How streaming music could be harming the planet
Two professors at the University of Oslo have concluded that music streaming has had more of a negative impact on the environment than purchasing a physical product (such as a C.D).
The study was on the economic and environmental costs of the music industry since the 1970s
“Intuitively you might think that less physical product means far lower carbon emissions. Unfortunately, this is not the case,” Kyle Devine, an associate at the University of Oslo says.
Despite the decline in CDs, which has fallen 18.5 per cent since last year, the decline doesn’t offset the environmental cost of maintaining streaming services, such as YouTube, Spotify, Apple Music and Pandora.
As streaming services utilise large amounts of computing power, servers, storage and cloud capabilities, the increased power usage means more greenhouse gas emissions (GHGs).
Devine calculated that 140 million kilograms of GHGs were emitted in 1977, which was calculated by converting past plastic production to emissions.
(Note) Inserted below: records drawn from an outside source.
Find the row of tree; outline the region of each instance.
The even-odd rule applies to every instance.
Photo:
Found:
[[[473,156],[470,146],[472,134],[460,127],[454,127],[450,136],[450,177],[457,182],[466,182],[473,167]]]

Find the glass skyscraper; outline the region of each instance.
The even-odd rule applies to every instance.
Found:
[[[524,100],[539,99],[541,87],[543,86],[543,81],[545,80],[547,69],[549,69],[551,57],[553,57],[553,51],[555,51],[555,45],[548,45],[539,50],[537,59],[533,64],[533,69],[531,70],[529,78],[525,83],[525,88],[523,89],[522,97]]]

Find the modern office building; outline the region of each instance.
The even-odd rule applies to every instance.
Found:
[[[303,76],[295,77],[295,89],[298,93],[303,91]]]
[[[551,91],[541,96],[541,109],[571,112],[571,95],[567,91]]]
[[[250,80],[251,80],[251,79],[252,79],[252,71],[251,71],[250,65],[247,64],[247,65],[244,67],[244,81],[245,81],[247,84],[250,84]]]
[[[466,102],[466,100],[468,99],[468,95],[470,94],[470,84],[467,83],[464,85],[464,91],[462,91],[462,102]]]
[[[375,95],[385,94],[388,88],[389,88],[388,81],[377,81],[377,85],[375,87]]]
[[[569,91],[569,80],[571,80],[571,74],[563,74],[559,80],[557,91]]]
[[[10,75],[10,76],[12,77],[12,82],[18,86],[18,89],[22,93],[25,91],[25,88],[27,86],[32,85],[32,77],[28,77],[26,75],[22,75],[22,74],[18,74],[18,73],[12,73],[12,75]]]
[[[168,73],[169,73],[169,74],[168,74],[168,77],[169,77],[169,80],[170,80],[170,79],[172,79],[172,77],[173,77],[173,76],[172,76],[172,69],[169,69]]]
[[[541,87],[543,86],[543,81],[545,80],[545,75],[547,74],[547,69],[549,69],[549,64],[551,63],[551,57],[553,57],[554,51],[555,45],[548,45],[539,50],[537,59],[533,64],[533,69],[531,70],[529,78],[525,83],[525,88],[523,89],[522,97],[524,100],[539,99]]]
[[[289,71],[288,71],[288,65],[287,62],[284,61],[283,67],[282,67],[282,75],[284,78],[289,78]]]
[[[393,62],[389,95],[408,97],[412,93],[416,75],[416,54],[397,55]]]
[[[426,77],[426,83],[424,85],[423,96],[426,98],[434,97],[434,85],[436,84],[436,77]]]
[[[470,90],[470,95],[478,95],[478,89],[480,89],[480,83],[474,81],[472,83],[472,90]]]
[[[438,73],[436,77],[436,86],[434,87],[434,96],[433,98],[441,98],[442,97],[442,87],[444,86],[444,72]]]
Using the same formula, it was discovered that the recorded music industry emitted between 200 million and 350 million kg of GHGs in 2016.
Devine revealed to Express that he was surprised by the results.
“I am a bit surprised. The hidden environmental cost of music consumption is enormous.”
He reveals more in his book Decomposed: The Political Ecology of Music. A brief summary of the book reads:
“Today, recordings exist as data-based audio files. Devine describes the people who harvest and process these materials, from women and children in the Global South to scientists and industrialists in the Global North.
“He reminds us that vinyl records are oil products, and that the so-called vinyl revival is part of petrocapitalism.
“The supposed immateriality of music as data is belied by the energy required to power the internet and the devices required to access music online.
“We tend to think of the recordings we buy as finished products. Devine offers an essential backstory.”